Scientific classification
- Kingdom: Animalia
- Phylum: Chordata
- Class: Amphibia
- Order: Anura
- Family: Ranidae
- Genus: Papurana
- Species: P. papua
- Binomial name: Papurana papua (Lesson, 1830)
- Synonyms: Rana papua Lesson, 1830; Hylarana papua (Lesson, 1830);

= Papurana papua =

- Genus: Papurana
- Species: papua
- Authority: (Lesson, 1830)
- Conservation status: LC
- Synonyms: Rana papua Lesson, 1830, Hylarana papua (Lesson, 1830)

Species of amphibian

Papurana papua is a species of true frog, family Ranidae. It is endemic to New Guinea and found in the northern part of the island in both Indonesia and Papua New Guinea as well in some offshore islands (including Normanby, Waigeo, and Manus Island). Common name Papua frog has been coined for it.

==Description==
Papurana papua is a comparatively small frog. Adult males grow to 60 mm and adult females to 67 mm in snout–vent length; mean length is respectively 56 and 64 mm. The limbs are short, giving this frog an oddly elongated appearance. The upper lip is white and contrasts with the surrounding dark ground color. As typical for the genus, dark post-ocular mask is present, but it is not clearly demarcated posteriorly. The sides have low-contrast pattern of brown clouded over white, gray, or faint yellow. The venter is white or with faint, dark yellow cast, evenly suffused with dark punctations or gray clouding. The dorsum is smooth or finely granular and has few, scattered, large, dark brown warts.

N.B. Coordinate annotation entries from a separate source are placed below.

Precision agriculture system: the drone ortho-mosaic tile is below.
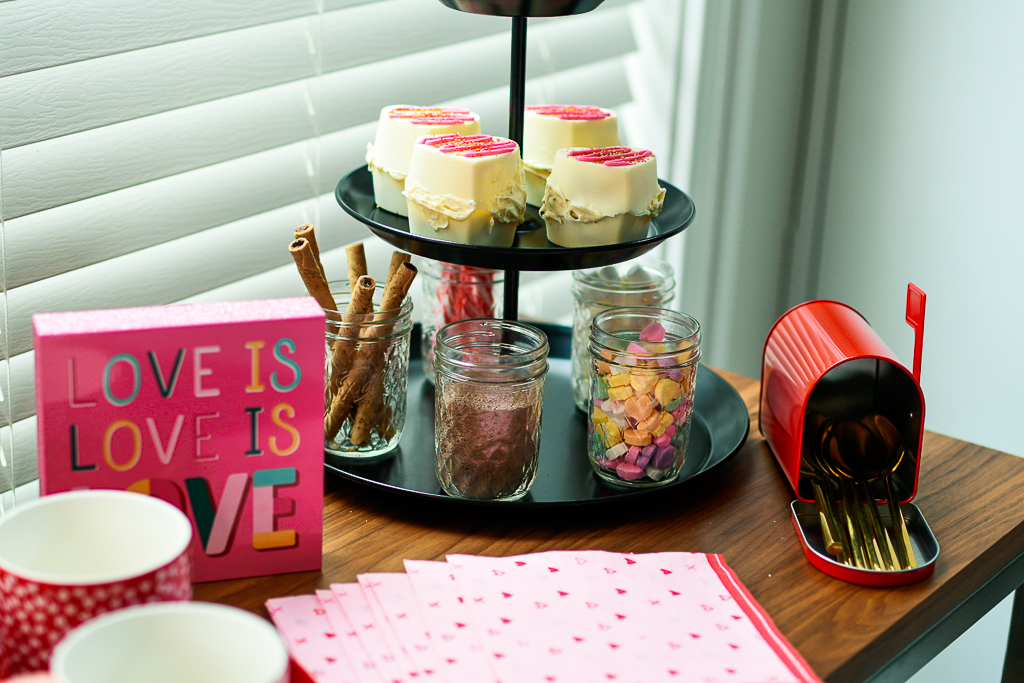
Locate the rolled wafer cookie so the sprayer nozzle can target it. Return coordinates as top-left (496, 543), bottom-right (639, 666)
top-left (345, 242), bottom-right (369, 292)
top-left (288, 238), bottom-right (341, 335)
top-left (328, 275), bottom-right (377, 396)
top-left (292, 223), bottom-right (327, 280)
top-left (324, 261), bottom-right (417, 445)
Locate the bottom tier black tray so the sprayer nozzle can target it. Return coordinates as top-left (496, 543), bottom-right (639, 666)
top-left (325, 325), bottom-right (751, 507)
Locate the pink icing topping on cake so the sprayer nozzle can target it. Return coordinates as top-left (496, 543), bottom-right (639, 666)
top-left (526, 104), bottom-right (611, 121)
top-left (417, 133), bottom-right (518, 157)
top-left (565, 147), bottom-right (654, 166)
top-left (388, 106), bottom-right (476, 126)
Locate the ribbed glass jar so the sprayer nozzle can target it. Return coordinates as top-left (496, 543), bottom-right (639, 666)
top-left (587, 306), bottom-right (700, 487)
top-left (434, 319), bottom-right (548, 501)
top-left (324, 282), bottom-right (413, 459)
top-left (572, 257), bottom-right (676, 413)
top-left (420, 259), bottom-right (505, 384)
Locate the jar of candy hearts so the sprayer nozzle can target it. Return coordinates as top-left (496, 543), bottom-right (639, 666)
top-left (421, 259), bottom-right (505, 384)
top-left (434, 319), bottom-right (548, 501)
top-left (572, 257), bottom-right (676, 413)
top-left (587, 306), bottom-right (700, 487)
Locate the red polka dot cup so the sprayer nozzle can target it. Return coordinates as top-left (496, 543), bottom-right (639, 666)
top-left (0, 490), bottom-right (191, 679)
top-left (50, 602), bottom-right (290, 683)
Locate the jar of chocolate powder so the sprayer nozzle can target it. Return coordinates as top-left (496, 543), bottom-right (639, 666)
top-left (572, 256), bottom-right (676, 413)
top-left (587, 306), bottom-right (700, 487)
top-left (434, 319), bottom-right (548, 501)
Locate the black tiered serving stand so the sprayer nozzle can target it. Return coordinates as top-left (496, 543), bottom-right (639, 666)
top-left (325, 0), bottom-right (750, 506)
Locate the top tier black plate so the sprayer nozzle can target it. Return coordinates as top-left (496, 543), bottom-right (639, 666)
top-left (440, 0), bottom-right (604, 16)
top-left (334, 166), bottom-right (695, 270)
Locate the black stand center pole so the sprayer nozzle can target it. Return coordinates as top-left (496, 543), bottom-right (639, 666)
top-left (504, 16), bottom-right (526, 321)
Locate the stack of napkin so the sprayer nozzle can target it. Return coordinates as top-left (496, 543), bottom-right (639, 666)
top-left (266, 550), bottom-right (820, 683)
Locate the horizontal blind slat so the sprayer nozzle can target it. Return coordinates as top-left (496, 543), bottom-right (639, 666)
top-left (5, 189), bottom-right (364, 355)
top-left (0, 0), bottom-right (508, 148)
top-left (5, 55), bottom-right (631, 290)
top-left (4, 9), bottom-right (634, 219)
top-left (0, 0), bottom-right (369, 76)
top-left (5, 124), bottom-right (375, 291)
top-left (0, 416), bottom-right (39, 488)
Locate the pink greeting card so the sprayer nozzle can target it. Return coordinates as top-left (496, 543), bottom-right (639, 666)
top-left (33, 297), bottom-right (324, 582)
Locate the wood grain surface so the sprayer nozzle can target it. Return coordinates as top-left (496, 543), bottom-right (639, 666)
top-left (196, 373), bottom-right (1024, 683)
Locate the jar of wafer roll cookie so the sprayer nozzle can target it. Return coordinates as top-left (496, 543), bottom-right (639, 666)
top-left (324, 276), bottom-right (413, 459)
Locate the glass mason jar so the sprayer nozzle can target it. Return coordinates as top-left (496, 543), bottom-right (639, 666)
top-left (434, 319), bottom-right (548, 501)
top-left (587, 306), bottom-right (700, 487)
top-left (324, 282), bottom-right (413, 458)
top-left (421, 259), bottom-right (505, 384)
top-left (572, 257), bottom-right (676, 413)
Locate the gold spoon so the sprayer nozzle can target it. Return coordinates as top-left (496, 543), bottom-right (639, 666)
top-left (867, 415), bottom-right (918, 567)
top-left (825, 420), bottom-right (896, 570)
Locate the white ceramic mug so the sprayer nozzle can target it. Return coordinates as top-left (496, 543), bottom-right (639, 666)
top-left (0, 489), bottom-right (191, 679)
top-left (50, 602), bottom-right (289, 683)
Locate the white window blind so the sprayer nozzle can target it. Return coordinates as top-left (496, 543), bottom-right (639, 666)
top-left (0, 0), bottom-right (688, 490)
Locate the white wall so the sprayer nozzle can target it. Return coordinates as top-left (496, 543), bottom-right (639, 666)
top-left (818, 0), bottom-right (1024, 683)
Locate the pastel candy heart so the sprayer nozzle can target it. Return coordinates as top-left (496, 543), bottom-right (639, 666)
top-left (604, 441), bottom-right (629, 460)
top-left (640, 323), bottom-right (665, 342)
top-left (636, 445), bottom-right (654, 467)
top-left (615, 460), bottom-right (644, 481)
top-left (626, 342), bottom-right (650, 353)
top-left (648, 445), bottom-right (679, 470)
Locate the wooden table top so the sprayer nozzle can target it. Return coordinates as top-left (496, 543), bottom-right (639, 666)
top-left (196, 373), bottom-right (1024, 683)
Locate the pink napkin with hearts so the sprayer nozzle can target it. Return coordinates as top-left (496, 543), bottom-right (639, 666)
top-left (406, 560), bottom-right (499, 683)
top-left (266, 595), bottom-right (365, 683)
top-left (267, 550), bottom-right (820, 683)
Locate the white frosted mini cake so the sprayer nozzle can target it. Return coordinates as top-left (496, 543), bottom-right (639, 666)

The male advertisement call is a single pulsed note, sounding like a "quack".

==Habitat and conservation==
Papurana papua lives in swampy forests and flooded grasslands, including disturbed habitats, at elevations up to 1200 m above sea level. Breeding takes place in pools and swamps. It is an abundant and widely distributed species. No significant threats to it are known. It lives in some protected areas.